How the HomeRiskIQ score is calculated

A transparent breakdown of hazard inputs, normalization, and how composite risk is assembled.

9 min readUpdated 2025-12-22ScoringFloodWindSurgeLightningTornadoHail

What goes into the score

HomeRiskIQ blends multiple hazards into a 0-100 score. Each hazard is scored separately, then combined into a composite.

The score prioritizes hazard availability, so missing coastal surge does not penalize inland locations.

Grid resolution and coverage

Most baseline hazard layers are stored as 0.1-degree tiles (about 6 miles). Each tile carries a score and an availability flag.

Availability prevents missing data from pulling scores down in regions where a hazard does not apply.

Normalization and percentiles

Raw datasets are normalized using percentile thresholds to prevent extreme outliers from flattening the map.

Percentile cuts keep regional differences visible while still highlighting the highest risk zones.

Composite logic

Flood is always included when available. Other hazards contribute when the score is above zero.

For coastal areas, surge provides an extra weighting in hurricane composite views.

Baseline vs live overlays

Baseline scores come from long-term climatology or historical datasets.

Live overlays (alerts, outlooks, current storms) add time-sensitive context without rewriting the baseline tiles.

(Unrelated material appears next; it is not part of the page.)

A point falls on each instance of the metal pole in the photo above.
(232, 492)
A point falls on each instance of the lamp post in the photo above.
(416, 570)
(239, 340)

How to interpret the number

The score is relative exposure, not a guarantee of loss. Use it to compare neighborhoods or plan upgrades.

Combine it with live alerts and outlooks to decide what matters today.

Key takeaways

  • - Scores blend hazard models into a single 0-100 index.
  • - Percentiles keep the map meaningful across regions.
  • - Missing hazards do not penalize inland cities.
  • - Use scores for planning and comparison, not prediction.